The irony is that Natalya Sharina was initially seen as sympathetic to the Kremlin.
It took judge Elena Gudoshnikova nearly two hours to deliver her verdict to the librarian in the dock, for crimes ranging from “humiliating human dignity” to embezzling public funds. But in essence, she was convicting Natalya Sharina, head of Moscow’s State Library for Ukrainian literature, for keeping books.
No less than 25 books considered to be “extremist literature” had been found on the shelves, Gudoshnikova declared, listing the offending titles one by one to the packed Moscow courtroom, before handing down a four-year suspended prison sentence.
Sharina is the latest Russian to be caught up in a Kafka-esque legal tangle involving Ukrainian content. A growing number of people labelled as sympathetic to Ukraine in their social media posts, writing or even poetry are landing up in Russian courts, charged with “extremism” or “inciting hatred.”
As Russia’s war in Ukraine stretches into a third year, the Kremlin is broadening its offensive on public opinion at home too. Along with well-established TV and radio messaging and political rhetoric comparing Kiev’s government to fascist Germany, there have been a slew of court cases targeting prominent Ukrainian artists and Russians who challenge the Kremlin position. And pro-Kremlin newspapers have warned then that more prosecutions for “extremism” were likely.
“The government is scared of society,” says Maria Kravchenko of the Sova Center, a Moscow-based rights group, “and it is trying to control it with bans and by installing ideological controls.”
But the guilty verdict came as a total shock to Natalya Sharina and her lawyers. “Those books never belonged to the library,” she told the court, her voice loud but shaking as she tried to hide her trembling hands under a desk.
“I love my profession and consider myself as a specialist,” she continued. “Being a librarian is the most peaceful profession — you sit in a library and read books.”
But in October 2015, agents from Russia’s federal investigative committee burst into her library, demanding to know if any of those books were “anti-Russian.”
After searching the building, they showed her a title called “War in a Crowd” by Ukrainian nationalist Dmytro Korchynsky, which they claimed to have found on the shelves. Sharina and her defense lawyers insist the book was planted, as it did not have any stamps in it or any other library identification.

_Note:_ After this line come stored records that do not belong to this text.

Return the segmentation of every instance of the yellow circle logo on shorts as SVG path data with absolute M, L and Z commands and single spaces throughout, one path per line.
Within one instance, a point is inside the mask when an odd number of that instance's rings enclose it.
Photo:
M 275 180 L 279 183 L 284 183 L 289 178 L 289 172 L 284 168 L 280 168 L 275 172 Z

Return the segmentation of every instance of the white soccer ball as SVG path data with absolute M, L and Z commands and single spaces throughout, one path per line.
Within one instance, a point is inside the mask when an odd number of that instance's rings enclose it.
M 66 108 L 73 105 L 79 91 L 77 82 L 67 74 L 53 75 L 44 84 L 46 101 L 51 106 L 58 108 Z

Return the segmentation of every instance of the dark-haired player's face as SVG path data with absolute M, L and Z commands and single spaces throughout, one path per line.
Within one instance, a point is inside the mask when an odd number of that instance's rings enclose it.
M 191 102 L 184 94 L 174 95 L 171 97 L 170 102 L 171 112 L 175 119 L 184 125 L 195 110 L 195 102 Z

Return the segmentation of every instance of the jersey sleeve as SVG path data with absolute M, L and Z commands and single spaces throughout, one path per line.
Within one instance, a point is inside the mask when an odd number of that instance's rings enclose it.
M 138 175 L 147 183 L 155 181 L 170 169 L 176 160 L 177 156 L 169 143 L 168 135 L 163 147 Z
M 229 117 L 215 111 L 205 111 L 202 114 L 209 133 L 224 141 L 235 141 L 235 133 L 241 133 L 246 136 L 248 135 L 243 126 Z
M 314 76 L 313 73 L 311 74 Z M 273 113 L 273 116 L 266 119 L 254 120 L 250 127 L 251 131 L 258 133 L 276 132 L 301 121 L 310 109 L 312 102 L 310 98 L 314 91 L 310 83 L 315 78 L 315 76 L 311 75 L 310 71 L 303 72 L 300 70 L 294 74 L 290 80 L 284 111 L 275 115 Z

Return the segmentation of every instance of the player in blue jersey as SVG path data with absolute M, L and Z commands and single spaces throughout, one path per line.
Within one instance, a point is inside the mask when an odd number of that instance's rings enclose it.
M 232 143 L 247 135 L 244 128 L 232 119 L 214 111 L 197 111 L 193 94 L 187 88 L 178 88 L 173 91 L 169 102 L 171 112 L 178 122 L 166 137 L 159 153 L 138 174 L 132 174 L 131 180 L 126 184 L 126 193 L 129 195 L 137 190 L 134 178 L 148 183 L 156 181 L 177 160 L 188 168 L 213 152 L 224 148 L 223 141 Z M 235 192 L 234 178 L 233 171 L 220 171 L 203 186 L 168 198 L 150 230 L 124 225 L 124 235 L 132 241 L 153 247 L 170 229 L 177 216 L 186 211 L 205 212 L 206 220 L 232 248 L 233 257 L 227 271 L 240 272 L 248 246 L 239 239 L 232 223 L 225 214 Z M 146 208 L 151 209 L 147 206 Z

But she found herself charged under Article 282 of Russia’s criminal code with “inciting national hatred and enmity, and humiliation of human dignity,” which have a maximum five-year sentence. Already suffering from high-blood pressure, she endured a severe spinal injury when a van taking her to court hit a bump. Regular pain injections helped her to get through lengthy court hearings, but at home, her daughter Anna Pavlukova said “she screams from pain” and has difficulty getting out of bed. Pavlukova says although her mother was transferred to house arrest after the injury, the judge took three months to allow her a hospital visit.
The irony is that Natalya Sharina was initially seen as sympathetic to the Kremlin when she was first appointed to head the library ten years ago. Founded in 1989, the expansive library in downtown Moscow became a microcosm of Ukraine in Russia — where Ukrainians, Russia’s third largest ethnic group, could meet and discuss developments back home.
But that attracted the attention of the security services. And according to some media reports at the time, the government gave Sharina, who is Russian, the job of “cleaning up the library of Ukrainian nationalism.” Her appointment prompted outrage in Moscow’s Ukrainian community, with the entire staff at the time quitting in protest.
Colleagues say Sharina did the job she was asked, eventually ridding the library of all political discussions. But that was not enough, and the library started to come under pressure again in 2010. Then came Moscow’s annexation of Crimea in 2014, and a domestic crackdown on anyone criticizing the decision or voicing support for Ukraine in the war that followed. Sharina has got caught up in the hysteria, says Maria Kravchenko of the Sova Center. “The government is scared of anything that it cannot control.”
Sharina’s suspended sentence means she will at least be able to get treatment for her spine in hospital. But Anna Pavlukova says her mother’s life is ruined.
“It’s not freedom at all. She will take off the bracelet, but stay on the list of Russian extremists. Another criminal case with those books can always be raised again.”
Sharina compares her case to Stalin’s infamous “Doctor’s Plot,” a witch hunt of a group of prominent Moscow doctors, most of them Jewish, who were accused of conspiring to assassinate Soviet leaders.
“Decades from now other generations will remember 2017 and cases like mine as a sign of our times,” Sharina said as she left the courtroom.